O Auto da Barca do Défice Excessivo: o Comandante, o Anjo da Guarda e o Diabo
Portugal apresentará, nas contas finais de 2016, o défice orçamental mais baixo desde o 25 de abril, e dirá em Bruxelas que sem retificativos atingiu o seu objetivo
Quem será o Anjo da Guarda? Quem será o Mafarrico? Quem ocupa com eles com a Barca do Défice Excessivo? A Barca do Défice Excessivo já teve vários comandantes – de todos os partidos de Governo. Foi sempre conduzida em mar revolto, quase nunca chegou a bom porto. Dele se aproximou em 2007, mas logo em 2009 voltou a desviar-se até que novo comandante – Centeno – a reconduziu no caminho certo, com um mix de políticas eficazes, com menos crescimento que o pretendido, mas com muito menos desemprego (com impactos positivos na despesa e na receita). Teve um Anjo da Guarda – e seus coadjuvantes: um Primeiro-ministro comprometido com a meta do défice, e dois partidos à esquerda que nos momentos decisivos não claudicaram. E o comandante da Barca do Défice Excessivo lá foi insistindo: ‘A rota é segura apesar do mar revolto!’. Não temos “gentil maré”.
Portugal apresentará, nas contas finais de 2016, o défice orçamental mais baixo desde o 25 de abril, e dirá em Bruxelas que sem retificativos atingiu o seu objetivo. E mais: a Barca do vizinho vai bem mais ‘desviada’ que a nossa. É certo que a Espanha cresce. Pois cresce, mas com um défice orçamental que duplica o português em percentagem do PIB. Se Portugal tivesse o mesmo nível de défice, o que não é desejável, também cresceria bem mais do que os esperados 1,2% a 1,3% do PIB.
Mas o Mafarrico – o Diabo – está à espreita. Esperando que o Comandante cometa erros. E vai-lhe colocando obstáculos no caminho. Ora criando sucessivos casos em torno da CGD, quer, ainda antes, desviando as atenções das suas responsabilidades, procurando um enredo diferente para o caso Banif. O Mafarrico sabe que se o Comandante tirar os olhos do objetivo isso se traduzirá em mais dificuldades, e também sabe que o Diabo está nos detalhes, e que esses pequenos episódios não ‘matam, mas moem’. Mas Portugal – a vida dos portugueses – precisa com urgência da confirmação de encerramento do procedimento de défice excessivo, de um primeiro trimestre de boa execução orçamental e de uma resolução ‘menos má’ do caso ‘Novo Banco’. Este é o percurso necessário – não suficiente – para que Portugal, perante a saída progressiva do BCE do mercado dívida soberana (o que já se vai notando nos juros no mercado secundário), possa ultrapassar a ‘tormenta’ na política europeia em 2017.
O Diabo – que também está cá dentro e não vem apenas de fora – quer agarrar a o leme da barca, ainda que isso implique uma forte ‘guinada’ e os portugueses, a bordo, voltem a sofrer cortes nos salários, nas pensões, e uma degradação das prestações sociais.
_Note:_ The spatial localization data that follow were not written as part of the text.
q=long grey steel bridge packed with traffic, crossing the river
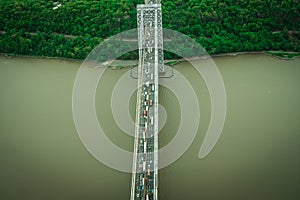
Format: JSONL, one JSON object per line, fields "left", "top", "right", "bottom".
{"left": 131, "top": 0, "right": 165, "bottom": 200}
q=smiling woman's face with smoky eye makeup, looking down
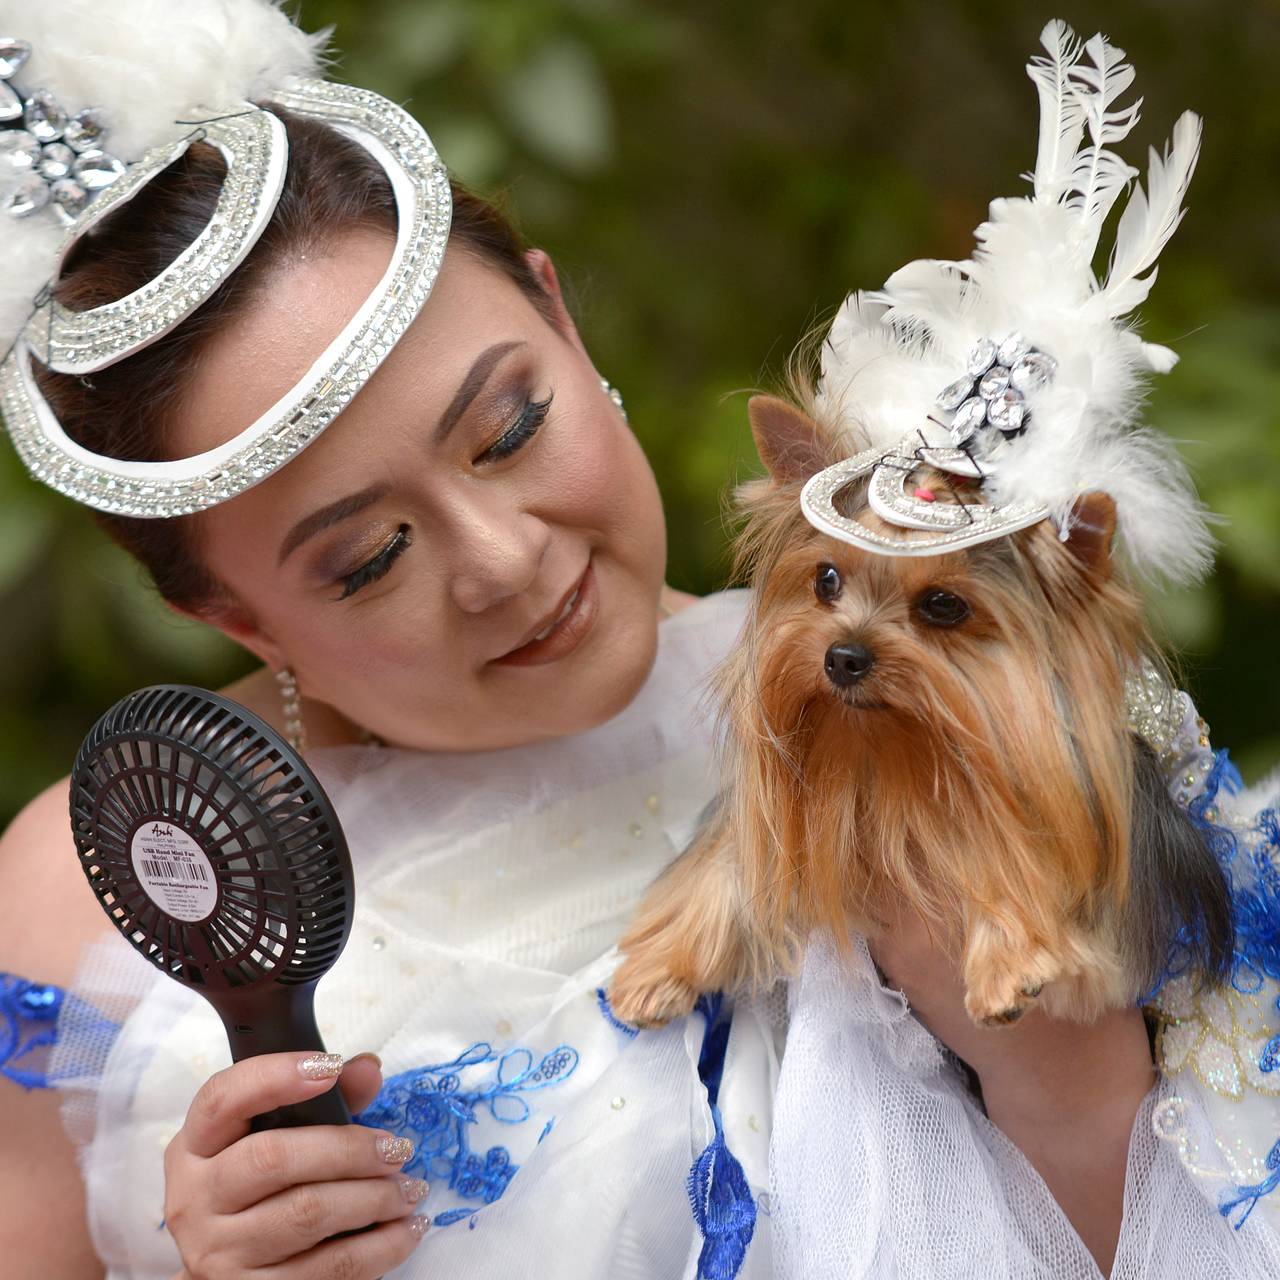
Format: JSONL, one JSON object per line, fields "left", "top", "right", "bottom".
{"left": 177, "top": 232, "right": 666, "bottom": 750}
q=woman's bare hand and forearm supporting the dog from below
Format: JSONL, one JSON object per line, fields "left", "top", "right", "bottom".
{"left": 868, "top": 913, "right": 1156, "bottom": 1275}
Nesse dia, se ele algum dia esse dia chegasse, à pergunta do povo ‘remador’ – que não do Fidalgo como na Auto da Barca do Inferno de Gil Vicente “Porém, por que terra passais?”, o Diabo voltaria a responder: “Para o Inferno, Senhor”.
E por isso, com a experiência do passado, dos equívocos em torno do PEC4, e da política custe o que custar, mesmo violando direitos fundamentais, os portugueses conhecem bem as feições do Diabo e esperam que o Comandante tenha a força do Anjo da Guarda para resistir e prosseguir o caminho. Não levar o país para “o Inferno” significa levar a barca até ao encerramento do procedimento de défice excessivo, sem atingir quem tem o leme nas mãos. O Mafarrico ataca quem tem o leme, mas seremos nós os remadores da barca que nos conduzirá ao ‘Inferno’ se nos deixarmos ir na cantiga de ataque ao Comandante. Lembrem-se que hoje não temos “gentil maré”. E que sempre que que procurámos com obstinação e ansiedade tomar o leme sem ter em atenção as condições de ‘maré’ o povo português pagou com severidade essa ousadia.